Hairy Cell Leukemia, Project
The project is on Hairy Cell Leukemia and its goal is to find out how the condition occurs as well as its treatment. The condition is rare and occurs in about 2% of all the people with leukemia (Burthem & Cawley, 107). The hairy cell leukemia- variant is commonly found in populations within Europe, America and Japan. The methods used to put together this information for the project are case studies through online books, journals and medical websites. These materials have provided further insight about hairy cell leukemia as well as its manifestation in patients having that condition. The project has also been carried out at the student’s clinical site in trying to verify if a patient is suffering from this variant of leukemia. In summary, the project will provide more information about the condition as well as the diagnostic procedures and available treatment of hairy cell leukemia.
Hairy Cell Leukemia is a condition characterized by the appearance of abnormal B lymphocytes. Generally, hairy cell leukemia is a very uncommon hematological malignancy which is a sub- type of the chronic type of leukemia (McClatchey, 993). According to Freireich & Kantarjian, (31), the Chronic lymphocytic leukemia which hairy cell leukemia comes from is a more aggressive variant of the disease and is difficult to treat unlike hairy cell leukemia. The hairy cell leukemia symptoms manifest through higher white blood cell counts. Moreover, the bone marrow hairy cells lack the proper amount of fibronectin which is produced by the white blood cells. Hairy cell leukemia is also seen to present when the malignant B lymphocytes accumulate in the bone marrow (Faderl & Kantarjian, 345). These ‘hairy cells’ interfere with the normal production of red blood cells, white blood cells and platelets. Hairy cell leukemia is diagnosed through routine blood counts whereby one type of blood cells show low or higher numbers more than other blood cells (Handin, Lux & Stossel, 819). The cause of hairy cell leukemia is still unknown.

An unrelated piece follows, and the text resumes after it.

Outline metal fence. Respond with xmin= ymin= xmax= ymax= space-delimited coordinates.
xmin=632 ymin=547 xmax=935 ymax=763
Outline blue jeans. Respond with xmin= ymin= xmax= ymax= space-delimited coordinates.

Hairy cell leukemia is treatable in several ways. At times, not every patient needs treatment because the levels of red blood cells or white blood cells are at manageable levels. When the levels are too low, treatment may be given in form of drugs and therapy for some cases. There is a single drug treatment which is administered to a patient at a time. In other occasions, there is a combination therapy of drugs where a patient is given two or more drugs a time. In other cases a patient is given therapy in two phases, namely; chemotherapy and immunotherapy. These are given if the condition is severe. The other treatment option is a bone-marrow transplant which is the most effective treatment (Freireich & Kantarjian, 83). However, the procedure presents inherent risks, hence is shunned and not recommended for many patients.
The testing of hairy cell leukemia is done at the clinical site using a blood machine whereby a blood sample is taken from a person and tested under a machine to check the blood cell count to know whether the person has leukemia. More tests are also carried out to verify the condition. Hairy cell leukemia also needs follow up after treatment so as to monitor how the blood cell count is progressing. Hairy cell leukemia is uncommon and manifest in a very small percentage of the population. Moreover, the condition is manageable and treatment has been reported to be successful. Sometimes the condition is fatal but in few patients.
Burthem, John & Cawley John. Hairy Cell Leukemia, New York: Springer publishers. 1996. Print.
Faderl, Stefan & Kantarjian, Hagop. Leukemias: Principles and Practice of Therapy, New Jersey: John Wiley & Sons Publishers. 2011. Print.
Freireich, Emil & Kantarjian, Hagop. Leukemia: Advances in Research and Treatment, New York: Springer publishers. 1993. Print.
Handin, Robert, Lux, Samuel & Stossel, Thomas. Blood: Principles and Practice of Hematology, Philadelphia: Lippincott Williams & Wilkins. 2003. Print.
McClatchey, Kenneth. Clinical laboratory medicine (electronic resource), Philadelphia: Lippincott Williams & Wilkins. 2002. Print.